I just got back from the 2016 DevOps Rockies conference last week. I’d like to talk a little about my presentation on the Assimilation suite from the cybersecurity perspective, and how what I learned and heard at the conference will influence future Assimilation development – particularly regarding Docker. After the conference, Docker even entered my dreams, morphing into waking dreams on how best to support it in Assimilation. It was a bit surreal, but so was giving my talk – which I’ll explain a bit later in this article.
My talk at the 2016 DevOps Rockies Conference
Last Thursday, I had the privilege of speaking at DevOpsDaysRox (Rockies) at the Fortrust data center in Denver. A bit weird speaking in undeveloped space in a data center, but somehow fitting for a DevOps conference. The talk was about 10 minutes worth of talk (slides on speakerdeck), and about 20 minutes worth of live demonstration. The live demonstration covered some of the same things that I’ve covered in our blog before. For those of you who want to duplicate what I did in the talk, these links will walk you through everything and more: [1, 2, 3]. It’s quite easy – and you can do what I did and more in an afternoon.
There were amazing people at the conference, and there were probably about 300 people in the audience for my talk. Some of them may have thought I wasn’t actually there, because I was in the back left corner of the room – due to technical issues in the video setup. It was definitely odd sitting behind all the audience. I could occasionally see head nods in the audience, but I was much lower than the stage (sometimes sitting so I could use my keyboard) so it was hard to see, and of course I couldn’t see any of their facial expressions. Since they couldn’t see me, I suspect they didn’t connect with me as well as they normally would. An unexpected side effect was that people who wanted to talk with me afterwards didn’t know what I looked like – because I was hard to see in the back (!). One of those surreal, bizarre things that life sometimes hands you.
Like most conferences, my favorite part was talking to the other folks who came to the conference. They were in a lot of different places individually, as were their companies, and it was interesting to talk to them. I got a lot of positive feedback about the talk some good tweets [1, 2, 3, 4] – and some people told me it was their favorite talk in the conference :-D. Can’t complain about that!
A lot of the people attending were either using Docker or looking into it – this was no surprise. So this is something that I’m looking at supporting in the Assimilation code more extensively than we do now. I’ll cover my thoughts on that in a future article. But for now, where I think we’ll go is to treat containers almost completely like full-fledged systems. This should extend naturally to other virtualization methods and other kinds of proxy discovery as well.
Summon at the 2016 DevOps Rockies Conference
One of the things that makes me happy about a conference is getting something I can directly use out of it. Dustin Collins (@dustinmm80) gave a talk about Summon – a Go program to help you manage and use secrets without checking them into source control. There are several places where we could make use of it – sometimes monitoring needs secrets, and I can see occasions where discovery would want to know secrets. For example, one might want to know the community string or similar to do SNMP discovery.

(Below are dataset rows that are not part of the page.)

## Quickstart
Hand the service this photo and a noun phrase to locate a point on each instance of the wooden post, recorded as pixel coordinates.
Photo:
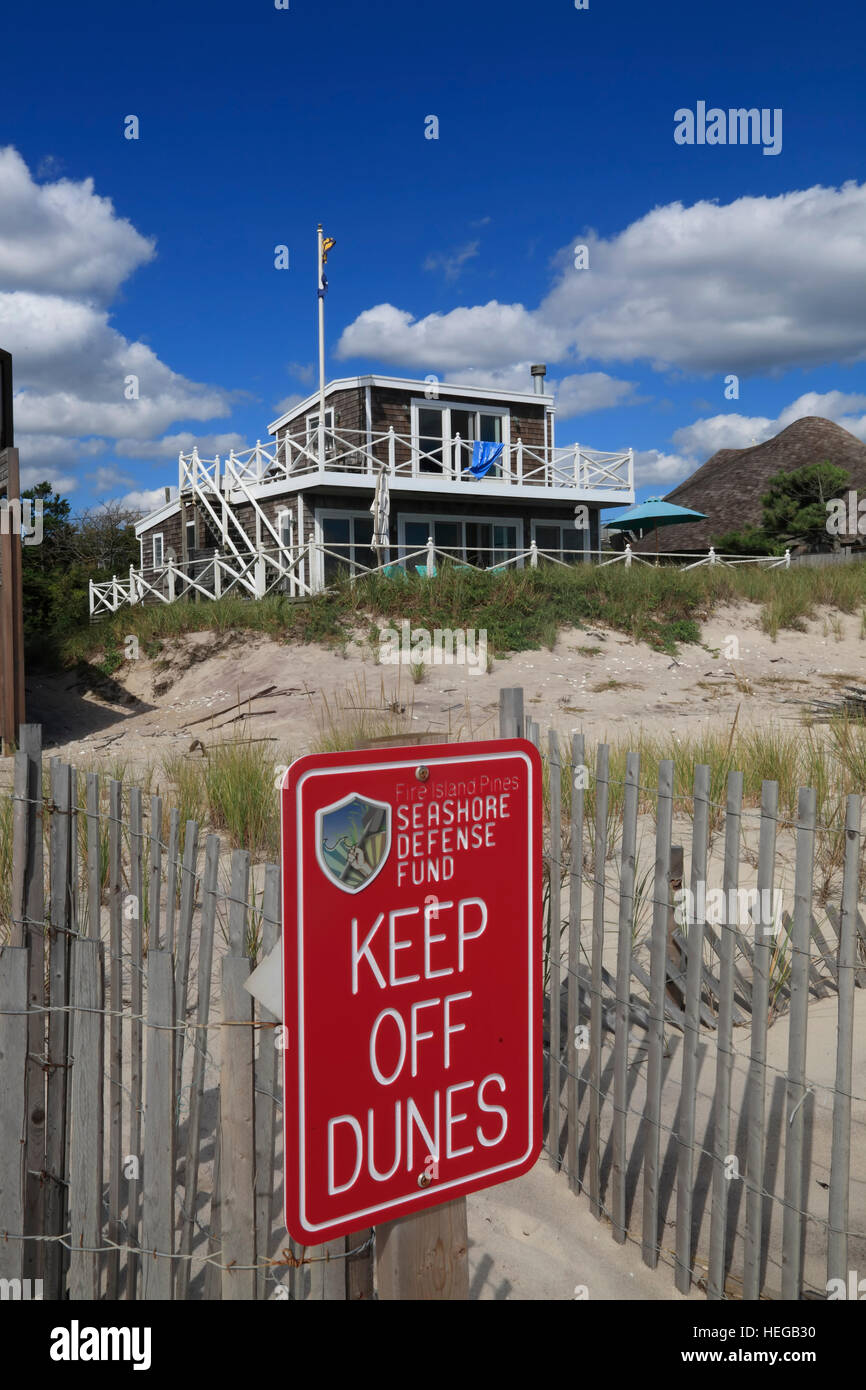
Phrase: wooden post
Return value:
(181, 966)
(424, 1257)
(795, 1090)
(11, 601)
(28, 906)
(116, 1036)
(267, 1072)
(602, 790)
(655, 1032)
(157, 1214)
(692, 930)
(13, 1105)
(555, 1080)
(758, 1054)
(86, 1137)
(59, 1034)
(840, 1157)
(574, 911)
(724, 1054)
(135, 918)
(238, 1132)
(193, 1125)
(623, 991)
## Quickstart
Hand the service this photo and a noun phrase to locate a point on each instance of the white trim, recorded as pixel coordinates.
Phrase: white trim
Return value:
(565, 526)
(527, 398)
(334, 514)
(159, 514)
(419, 403)
(460, 521)
(295, 1165)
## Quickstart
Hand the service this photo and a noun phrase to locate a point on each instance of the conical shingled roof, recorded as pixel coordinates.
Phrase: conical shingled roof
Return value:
(729, 487)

Summon is basically a universal proxy between providers and consumers of secrets. After receiving the secret, it provides it to the recipient through the environment. It’s written in Go, which seems like a great choice for a tool like this. I’ll definitely check it out!
All in all, it was a worthwhile two days – I think the live demonstration generated more people determined to give it a try than my usual technical talk overview. Of course, if the talks were a little longer, and the audience and I could have seen each other, it would have been even better. In my experience (and according to the Rolling Stones), you can’t always get what you want, but I got what I needed – and surely that’s enough for anyone. As a bonus, I had a chance to think about how to better handle situations like this if they should come up again – live and learn!